TWEET: Work-Life-Balance mal anders

STAKEHOLDER: Stiftung Orte der deutschen Demokratiegeschichte

Liebe Leserin, lieber Leser,

wohl kein bisheriger Schauplatz eines G7-Gipfels steht so sehr für die Notwendigkeit multilateraler Koordination wie das japanische Hiroshima. Fast 80 Jahre nach dem Atombombenabwurf am 6. April 1945 wurde die historische Vorlage von den beteiligten Staatschefs der führenden Industrienationen genutzt: Der Appell für Frieden im Allgemeinen und für den Verzicht auf Atomwaffen im Speziellen war eine zentrale Botschaft des Wochenendes.

Überraschungsgast war der ukrainische Präsident Wolodymyr Selenskyj. Unstimmigkeiten soll sein Besuch allerdings bei der brasilianischen Delegation verursacht haben: Präsident Lula war angeblich verstimmt, weil der ukrainische Präsident um ein bilaterales Treffen gebeten habe und Druck auf Brasilien ausgeübt werde, sich stärker auf Seiten der Ukraine zu positionieren. Ein persönliches Gespräch zwischen den beiden kam letztlich nicht zustande. Selenskyjs Besuch war ansonsten aber ein Erfolg für die Ukraine, insbesondere weil die USA die Ausbildung ukrainischer Piloten zugesagt haben und die Koalition für die Lieferung von Kampfjets weiter gewachsen ist.

  • Die Abschlusserklärung zum Gipfel wurde umgehend von China und Russland verurteilt.

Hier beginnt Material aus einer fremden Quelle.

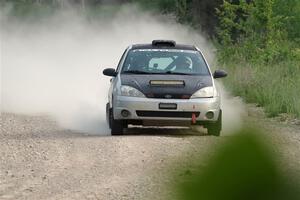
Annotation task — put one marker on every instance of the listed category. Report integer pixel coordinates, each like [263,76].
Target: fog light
[125,113]
[210,115]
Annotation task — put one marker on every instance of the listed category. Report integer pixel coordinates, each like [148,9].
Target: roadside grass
[276,87]
[243,167]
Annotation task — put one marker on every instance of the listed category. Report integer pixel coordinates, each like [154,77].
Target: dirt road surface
[40,160]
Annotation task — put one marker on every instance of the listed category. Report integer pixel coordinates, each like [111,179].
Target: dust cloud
[54,66]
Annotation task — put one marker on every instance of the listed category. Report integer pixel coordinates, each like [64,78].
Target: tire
[215,129]
[116,126]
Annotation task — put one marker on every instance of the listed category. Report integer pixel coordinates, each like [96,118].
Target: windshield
[165,61]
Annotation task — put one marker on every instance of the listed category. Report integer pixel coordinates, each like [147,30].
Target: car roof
[164,44]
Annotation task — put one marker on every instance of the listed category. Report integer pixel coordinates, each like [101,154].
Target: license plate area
[168,106]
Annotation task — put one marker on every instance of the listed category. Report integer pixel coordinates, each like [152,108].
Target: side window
[121,60]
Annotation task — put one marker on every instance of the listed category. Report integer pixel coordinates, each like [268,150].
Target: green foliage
[258,46]
[244,168]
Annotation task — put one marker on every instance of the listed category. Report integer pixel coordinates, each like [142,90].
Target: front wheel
[116,126]
[215,128]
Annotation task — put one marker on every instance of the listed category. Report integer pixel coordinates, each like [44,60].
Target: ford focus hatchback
[163,84]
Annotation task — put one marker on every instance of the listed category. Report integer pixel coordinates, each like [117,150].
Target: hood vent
[168,83]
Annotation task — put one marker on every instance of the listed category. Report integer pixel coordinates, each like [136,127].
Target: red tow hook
[194,118]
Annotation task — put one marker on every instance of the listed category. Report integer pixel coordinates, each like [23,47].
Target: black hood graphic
[171,87]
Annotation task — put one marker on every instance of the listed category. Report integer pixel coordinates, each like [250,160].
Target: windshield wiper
[135,72]
[177,73]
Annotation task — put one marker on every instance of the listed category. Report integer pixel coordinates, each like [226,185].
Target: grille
[170,96]
[176,114]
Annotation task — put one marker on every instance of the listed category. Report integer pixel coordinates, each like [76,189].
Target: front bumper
[135,104]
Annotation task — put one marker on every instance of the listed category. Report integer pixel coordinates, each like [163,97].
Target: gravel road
[40,160]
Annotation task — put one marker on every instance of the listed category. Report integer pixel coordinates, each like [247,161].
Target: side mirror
[109,72]
[220,74]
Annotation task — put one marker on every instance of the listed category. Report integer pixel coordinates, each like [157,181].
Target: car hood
[166,86]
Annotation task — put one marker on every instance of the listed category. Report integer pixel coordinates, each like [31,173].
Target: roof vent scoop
[166,43]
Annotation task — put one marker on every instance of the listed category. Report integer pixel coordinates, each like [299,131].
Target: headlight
[204,93]
[130,92]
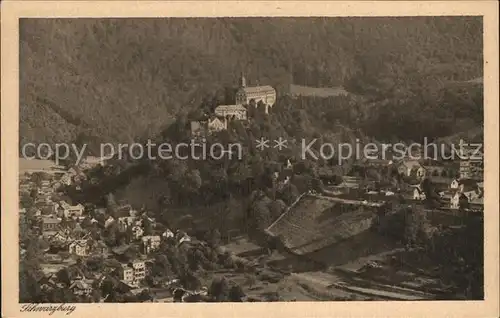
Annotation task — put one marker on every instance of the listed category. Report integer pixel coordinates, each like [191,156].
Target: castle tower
[243,81]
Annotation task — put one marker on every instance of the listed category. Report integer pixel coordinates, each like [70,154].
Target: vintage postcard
[250,159]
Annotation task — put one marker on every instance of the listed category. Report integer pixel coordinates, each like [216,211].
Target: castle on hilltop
[253,95]
[246,98]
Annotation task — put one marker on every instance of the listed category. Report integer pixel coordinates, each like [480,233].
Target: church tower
[243,81]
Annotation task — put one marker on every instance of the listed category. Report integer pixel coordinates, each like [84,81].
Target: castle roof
[259,89]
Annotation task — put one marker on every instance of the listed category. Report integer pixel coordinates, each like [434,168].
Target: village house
[235,112]
[133,273]
[80,247]
[150,243]
[45,184]
[458,200]
[216,124]
[60,237]
[477,203]
[435,171]
[137,232]
[81,287]
[202,128]
[90,162]
[100,248]
[66,179]
[168,234]
[126,273]
[125,222]
[253,95]
[418,194]
[109,221]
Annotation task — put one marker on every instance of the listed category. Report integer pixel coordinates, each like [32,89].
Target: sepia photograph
[241,159]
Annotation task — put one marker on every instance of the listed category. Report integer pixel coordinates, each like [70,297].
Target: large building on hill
[238,112]
[253,95]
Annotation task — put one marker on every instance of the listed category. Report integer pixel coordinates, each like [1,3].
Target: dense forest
[123,80]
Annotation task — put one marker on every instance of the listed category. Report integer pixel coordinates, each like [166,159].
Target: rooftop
[315,222]
[259,89]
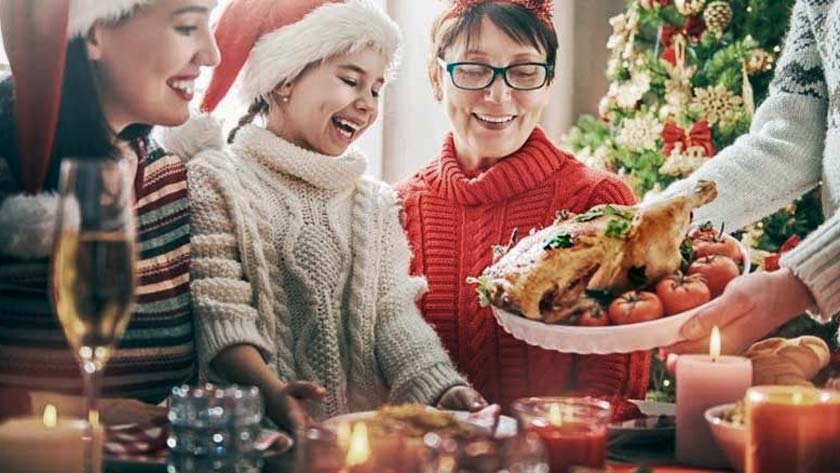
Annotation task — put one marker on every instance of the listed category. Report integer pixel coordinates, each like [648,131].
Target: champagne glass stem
[91,374]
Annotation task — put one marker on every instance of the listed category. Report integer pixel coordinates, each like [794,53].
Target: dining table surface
[655,458]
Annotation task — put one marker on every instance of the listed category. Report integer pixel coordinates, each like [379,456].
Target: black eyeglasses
[477,75]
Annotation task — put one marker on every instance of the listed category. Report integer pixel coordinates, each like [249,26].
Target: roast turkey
[551,274]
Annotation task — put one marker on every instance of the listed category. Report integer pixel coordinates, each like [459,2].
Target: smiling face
[331,104]
[146,65]
[491,123]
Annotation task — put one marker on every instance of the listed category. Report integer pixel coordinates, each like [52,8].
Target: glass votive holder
[351,449]
[792,428]
[521,453]
[573,429]
[212,426]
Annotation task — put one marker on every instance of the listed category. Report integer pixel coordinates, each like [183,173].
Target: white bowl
[731,438]
[603,340]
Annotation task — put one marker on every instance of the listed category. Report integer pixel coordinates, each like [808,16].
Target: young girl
[301,265]
[127,65]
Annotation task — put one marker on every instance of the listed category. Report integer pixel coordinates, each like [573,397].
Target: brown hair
[521,24]
[259,107]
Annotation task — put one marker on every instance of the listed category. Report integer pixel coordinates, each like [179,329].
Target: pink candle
[704,381]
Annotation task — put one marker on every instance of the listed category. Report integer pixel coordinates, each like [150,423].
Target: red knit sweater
[453,221]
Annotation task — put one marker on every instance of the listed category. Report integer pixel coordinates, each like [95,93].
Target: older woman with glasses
[492,68]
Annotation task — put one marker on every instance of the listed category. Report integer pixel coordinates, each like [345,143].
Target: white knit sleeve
[221,294]
[780,158]
[409,352]
[816,262]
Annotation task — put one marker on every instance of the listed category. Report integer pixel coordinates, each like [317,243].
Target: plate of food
[416,420]
[614,279]
[657,426]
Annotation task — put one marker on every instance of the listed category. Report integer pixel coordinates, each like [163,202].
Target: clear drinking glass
[93,268]
[214,429]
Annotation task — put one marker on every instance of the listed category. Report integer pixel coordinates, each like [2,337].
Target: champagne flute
[93,268]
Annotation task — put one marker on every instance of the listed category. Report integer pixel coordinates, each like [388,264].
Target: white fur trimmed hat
[84,13]
[272,42]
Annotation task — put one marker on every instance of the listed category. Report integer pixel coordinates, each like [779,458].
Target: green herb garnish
[605,211]
[618,228]
[563,240]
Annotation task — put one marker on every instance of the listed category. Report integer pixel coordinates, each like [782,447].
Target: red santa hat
[35,35]
[269,42]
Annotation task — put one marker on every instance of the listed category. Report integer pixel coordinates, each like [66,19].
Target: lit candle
[792,428]
[352,451]
[704,381]
[48,444]
[358,453]
[574,430]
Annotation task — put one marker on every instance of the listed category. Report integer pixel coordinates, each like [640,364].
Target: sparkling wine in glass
[93,267]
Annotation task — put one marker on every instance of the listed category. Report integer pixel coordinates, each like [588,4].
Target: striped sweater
[157,350]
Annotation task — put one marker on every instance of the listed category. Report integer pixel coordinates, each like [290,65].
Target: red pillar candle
[792,429]
[574,430]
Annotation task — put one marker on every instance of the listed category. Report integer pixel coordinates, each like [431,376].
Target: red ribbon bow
[771,262]
[700,135]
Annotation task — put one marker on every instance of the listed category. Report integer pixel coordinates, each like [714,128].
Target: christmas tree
[685,78]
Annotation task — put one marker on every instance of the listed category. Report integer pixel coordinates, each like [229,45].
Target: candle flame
[50,416]
[555,417]
[359,451]
[714,344]
[344,432]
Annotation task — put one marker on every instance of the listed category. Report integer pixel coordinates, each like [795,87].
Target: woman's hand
[462,398]
[284,405]
[750,308]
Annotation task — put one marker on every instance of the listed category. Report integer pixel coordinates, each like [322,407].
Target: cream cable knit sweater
[793,145]
[301,256]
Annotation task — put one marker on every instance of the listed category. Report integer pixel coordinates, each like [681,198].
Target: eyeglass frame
[449,67]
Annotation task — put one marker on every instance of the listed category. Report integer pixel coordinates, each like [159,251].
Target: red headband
[542,9]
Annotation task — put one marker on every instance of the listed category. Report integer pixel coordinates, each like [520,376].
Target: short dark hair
[516,21]
[82,129]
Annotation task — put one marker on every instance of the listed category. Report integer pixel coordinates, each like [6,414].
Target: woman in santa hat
[90,78]
[492,66]
[300,274]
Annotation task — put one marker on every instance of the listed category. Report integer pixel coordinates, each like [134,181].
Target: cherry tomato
[679,293]
[716,270]
[635,306]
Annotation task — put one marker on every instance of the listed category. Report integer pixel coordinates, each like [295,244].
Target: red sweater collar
[523,170]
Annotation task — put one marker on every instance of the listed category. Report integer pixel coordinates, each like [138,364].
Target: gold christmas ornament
[640,133]
[716,104]
[717,16]
[689,7]
[759,61]
[682,163]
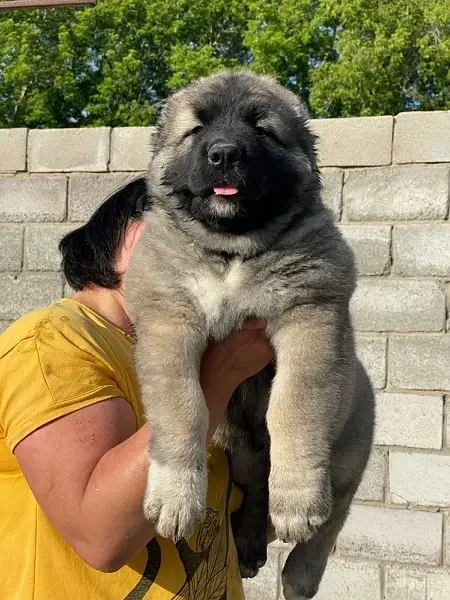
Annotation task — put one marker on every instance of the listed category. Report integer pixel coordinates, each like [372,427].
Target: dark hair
[88,253]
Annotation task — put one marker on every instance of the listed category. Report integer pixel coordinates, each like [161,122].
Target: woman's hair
[89,252]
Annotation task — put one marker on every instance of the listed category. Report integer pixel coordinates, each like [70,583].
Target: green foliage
[115,63]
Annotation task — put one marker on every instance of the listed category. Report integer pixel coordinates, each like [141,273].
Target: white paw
[175,500]
[297,513]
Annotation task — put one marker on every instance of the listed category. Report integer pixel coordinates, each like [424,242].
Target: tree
[114,64]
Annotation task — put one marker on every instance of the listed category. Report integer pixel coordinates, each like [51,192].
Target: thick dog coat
[238,230]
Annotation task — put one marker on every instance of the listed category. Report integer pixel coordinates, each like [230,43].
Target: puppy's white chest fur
[227,297]
[219,293]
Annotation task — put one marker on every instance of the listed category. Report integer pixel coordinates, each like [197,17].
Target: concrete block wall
[386,179]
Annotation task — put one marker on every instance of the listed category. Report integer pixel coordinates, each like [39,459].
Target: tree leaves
[115,63]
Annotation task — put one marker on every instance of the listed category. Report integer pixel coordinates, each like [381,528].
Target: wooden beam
[29,4]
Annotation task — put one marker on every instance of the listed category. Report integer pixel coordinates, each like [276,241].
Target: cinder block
[372,247]
[68,149]
[267,583]
[32,199]
[396,193]
[41,247]
[392,534]
[130,148]
[332,190]
[385,304]
[447,540]
[419,362]
[412,420]
[422,137]
[13,150]
[345,580]
[422,250]
[87,192]
[373,483]
[371,352]
[21,294]
[420,479]
[356,142]
[417,584]
[11,241]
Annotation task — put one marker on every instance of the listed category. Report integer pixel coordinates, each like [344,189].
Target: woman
[74,444]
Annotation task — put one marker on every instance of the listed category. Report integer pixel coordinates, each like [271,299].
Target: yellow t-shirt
[53,362]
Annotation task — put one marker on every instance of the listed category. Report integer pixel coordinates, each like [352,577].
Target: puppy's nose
[222,155]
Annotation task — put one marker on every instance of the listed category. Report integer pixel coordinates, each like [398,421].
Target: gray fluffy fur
[298,435]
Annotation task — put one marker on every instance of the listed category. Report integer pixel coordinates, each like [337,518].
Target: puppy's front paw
[175,500]
[299,509]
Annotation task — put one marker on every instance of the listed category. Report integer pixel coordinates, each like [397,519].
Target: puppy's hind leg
[307,561]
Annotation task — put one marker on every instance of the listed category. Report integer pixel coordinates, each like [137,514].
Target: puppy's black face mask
[243,161]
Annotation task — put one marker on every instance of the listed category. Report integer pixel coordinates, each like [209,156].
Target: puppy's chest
[237,291]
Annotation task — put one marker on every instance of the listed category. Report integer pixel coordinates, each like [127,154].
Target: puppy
[238,230]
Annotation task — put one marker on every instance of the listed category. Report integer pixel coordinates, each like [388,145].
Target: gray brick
[32,198]
[345,580]
[422,250]
[41,247]
[413,420]
[130,148]
[419,362]
[422,137]
[447,540]
[447,421]
[21,294]
[87,192]
[11,238]
[371,245]
[68,149]
[396,193]
[392,534]
[419,479]
[267,583]
[4,325]
[13,150]
[373,484]
[68,292]
[372,353]
[387,304]
[361,141]
[417,584]
[332,180]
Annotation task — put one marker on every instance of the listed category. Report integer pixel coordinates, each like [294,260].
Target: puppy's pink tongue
[225,190]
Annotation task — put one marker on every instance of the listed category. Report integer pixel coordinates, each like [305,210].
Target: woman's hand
[225,366]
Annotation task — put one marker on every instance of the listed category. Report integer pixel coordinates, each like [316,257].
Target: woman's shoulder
[66,321]
[26,327]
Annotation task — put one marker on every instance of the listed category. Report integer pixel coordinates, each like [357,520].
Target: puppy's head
[233,151]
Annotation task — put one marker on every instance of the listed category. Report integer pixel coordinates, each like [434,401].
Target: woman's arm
[88,469]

Dabei ist sie auf Betreiben Frankreichs und Deutschlands weniger kritisch gegenüber China als im vergangenen Jahr, wie Ulrich Speck anmerkt.
  • Warum die G7 diesmal zwar ihre Pflicht erfüllt haben, aber hinter den Kulissen an der Kür gescheitert sind, kommentiert Andreas Niesmann.
  • Zeitgleich hat China einen „Gegengipfel“ mit fünf zentralasiatischen Staaten veranstaltet.
  • Thematisiert wurde zudem die rasante Entwicklung von Künstlicher Intelligenz und die Notwendigkeit, dass sie demokratischen Werten entspricht (siehe auch unsere Meldung zu ChatGPT weiter unten).
  • Am Rande des Gipfels war auch die Nachfolge von Nato-Generalsekretär Jens Stoltenberg Thema. Das RND mit 5 Gründen, warum der britische Verteidigungs­minister Ben Wallace gute Chancen hat.
  • Der Tagesspiegel erklärt, warum Hiroshima um seinen Ruf als Stadt des Friedens fürchtet.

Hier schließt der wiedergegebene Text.